Javelin’s weapon of choice is the boombox. Also the turntable, the sampler, the guitar, other stringed things and homemade implements .Their new album, No Mas, brings nerdcore pleasure and pain, dancing sunny side up. Rainbows may get a little distorted, but raindrops get kicked like soccer balls (and drum machines). A large female singer should kick into Javelin’s foreground occasionally, but they’re already squeaking, “You made a man of me!” They do test their cool on stage, racing between recycled devices of wonder. Talk about lust in the dust!
MARCH 31:
The Robert Cray Band
Thursday @ LC Pavilion
Eric Clapton has never displayed more of an audacious flare than he did in the early 90s, when he challenged himself and singer-guitarist Robert Cray in concert. Some of this is evident on Clapton’s 24 Nights, although Cray’s own live albums are where he shines brightest. On Live From Across The Pond, Cray follows and pursues through desperate phone calls and dreamy shower stalls, parties and battlefields. In volatile ballads and fast vehicles, sometimes fueled by funk, soul, rock, and Caribbean sources, Cray’s blues are unmistakable.
Robert Francis
Thursday @ Summit
"The moon, like a disco ball, hung low in the early morning sky, and within the hour, the sky began to erupt; the wind, tossing and turning, carried each and every color through and about the clouds." That's an update from singer-songwriter Robert Francis, heading out with his band. No disco, alas, but his music can move with this passage's insistently vivid drama of anticipation and apprehension. Lost love and re-discovered, still-youthful vitality slide and roll through luminescent folk-rock, as Francis swears, "I'll be gone by nightfall, " once again.
The Black Swans
Saturday @ Rumba Café
On Words Are Stupid, Columbus Americana avatars Black Swans present language with a new set of sounds, poetically persuasive even when abrasive, and no stranger than George Washington’s wooden teeth. The late Noel Sayre’s violin and kazoo sometimes appear; their relationship always seems key. You could even call this “post-Americana," but only if you mean that the foreign intrigue of “Black Swans Tango” fits too. Despite an ear-popping flight, a typically stubborn romantic jumps onstage “with a band I cannot hear”, serenading his sweetie with very special delivery.

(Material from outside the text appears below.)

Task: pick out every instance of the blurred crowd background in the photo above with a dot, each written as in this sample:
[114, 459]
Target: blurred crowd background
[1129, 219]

Love conquers all! Also vice-versa, but still.
The xx
Monday @ Wexner Center
"Can I make it better/With the lights turned on?" Oh heck no, Romy Croft, you better just keep shaping and shading the space between and within you and your love with your voice and guitar. That's the way the post-punk wavelengths of the xx's self-titled debut album form a vessel of intimacy, even in cheap headphones.Their gracefully minimalist music seems centered around love's fearful power, but while Croft realizes, "You've applied the pressure/To have me crystallized," she's also guiding, at just the right speed.